Imogen tried to still the trembling inside her body. ‘I was not hiding.’

‘It’s irrelevant now.’

She laughed. What else could she do? ‘You can’t just come back into my life and think you can do whatever you want.’ Her father had behaved that way. Coming and going as he pleased with little concern for either her or her mother. As if she’d shackle her and her daughter to a man cut from the same cloth. ‘I’ll fight you.’

‘What with?’ She hadn’t realised that her hands had balled into tight white fists until Nadir’s mocking gaze drew hers to them. He reached out and raised them in front of her, enclosing them inside his much larger grip. ‘With these, hmm? I have to confess that, as aggressive as you can be in bed, I didn’t take you for the violent type.’

She wouldn’t have before today either. ‘Nadir, we had an affair,’ she cried, throwing his earlier words back in his face and tugging at his implacable hold. ‘We only had sex a...a...a couple of times.’

He resisted her feeble attempts to break free with embarrassing ease and hauled her closer. ‘Let’s see,’ he said with a snarl. ‘Four weekends, around three times a day, more at night.’ His eyes dropped to her mouth and lingered before returning to hers. ‘You don’t have to be Einstein to know that comes to more than a couple of times, habibi. And it was good sex.’

His words and his tone combined to set off a wildfire reaction inside her body.

‘It meant nothing,’ she choked out, still trying to free her hands from within the prison of his. Wishing that his grip was hurting her to distract her from the riot of sensations being this close to him was setting off inside her. She couldn’t seem to focus her thoughts when she became enshrouded in his earthy male scent, the sensitive tips of her breasts rising against the lace of her bra and the deep achy feeling between her thighs reminding her of how it had once been between them.

‘Nothing?’ His soft question had a lethal undertone that had her raising her eyes to his, but she only reached his mouth, which seemed so close to her own that if she held still long enough she was sure she could feel his breath against her lips. ‘Nothing, Imogen?
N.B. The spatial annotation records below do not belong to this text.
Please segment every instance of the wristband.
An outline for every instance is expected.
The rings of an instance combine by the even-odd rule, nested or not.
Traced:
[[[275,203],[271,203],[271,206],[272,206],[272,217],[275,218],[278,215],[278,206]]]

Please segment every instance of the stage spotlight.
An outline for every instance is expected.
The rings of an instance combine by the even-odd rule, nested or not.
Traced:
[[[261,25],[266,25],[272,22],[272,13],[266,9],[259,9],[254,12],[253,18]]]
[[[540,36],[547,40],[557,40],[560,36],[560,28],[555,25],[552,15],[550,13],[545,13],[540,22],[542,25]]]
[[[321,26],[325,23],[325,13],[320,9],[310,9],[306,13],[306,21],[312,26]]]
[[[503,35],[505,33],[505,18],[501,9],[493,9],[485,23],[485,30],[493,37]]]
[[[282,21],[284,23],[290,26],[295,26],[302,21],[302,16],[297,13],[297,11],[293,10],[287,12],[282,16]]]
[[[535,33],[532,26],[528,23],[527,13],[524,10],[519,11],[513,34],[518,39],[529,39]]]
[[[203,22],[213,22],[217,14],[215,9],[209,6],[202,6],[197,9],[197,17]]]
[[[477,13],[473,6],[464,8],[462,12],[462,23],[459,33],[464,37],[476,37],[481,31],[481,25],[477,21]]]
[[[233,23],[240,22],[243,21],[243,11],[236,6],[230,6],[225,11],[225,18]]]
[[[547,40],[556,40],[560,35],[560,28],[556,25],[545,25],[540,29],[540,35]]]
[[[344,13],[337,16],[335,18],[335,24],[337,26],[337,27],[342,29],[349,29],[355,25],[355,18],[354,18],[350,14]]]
I don’t think so.’

‘I’ll get a lawyer,’ she said breathlessly, yanking harder on her hands, only to find that they were now trapped against his hard chest.

He laughed. ‘From what I know of your finances, you can’t afford a decent babysitter.’

‘Bastard!’

His eyes bored holes into hers. ‘And what court of law is going to side with a mother who kept a child’s existence from its father? Who leaves her baby with friends while she works?’

‘Lots of mothers do that.’

‘Yes, but lots of mothers do not have a child of royal blood. Nadeena is a Bakaani princess.’

‘I don’t think of her like that.’

‘Right.’

‘I don’t!’ she exclaimed at his cynical tone. ‘She’s just an innocent baby to me, not a commodity. And no court in the world would favour a father who thinks like that.’

Nadir arched a brow. ‘You’re not that naïve, surely.’

‘Nadir, stop this, I beg you.’

‘Do you?’

She flushed, remembering the last time she’d said those words to him. It might as well have been five minutes ago for the response of her body. The feeling of being helpless beneath him, her hands held above her head as he’d nudged her thighs wider with his knees, the feel of his silken hardness at that first moment he pushed himself inside her body, that feeling of her softness giving way to all that male strength in inexorable pleasure.

Her body clenched and mortification filled her. She tried to twist away from him now but somehow that only made her more aware of the press of his hips, forcing the hard ridge of his erection into her belly.

Erection!

Imogen’s eyes flew to his. ‘No.’

He gave a hollow laugh. ‘Oh, yes, Imogen, you still turn me on,’ he said thickly. ‘Despite your treachery.’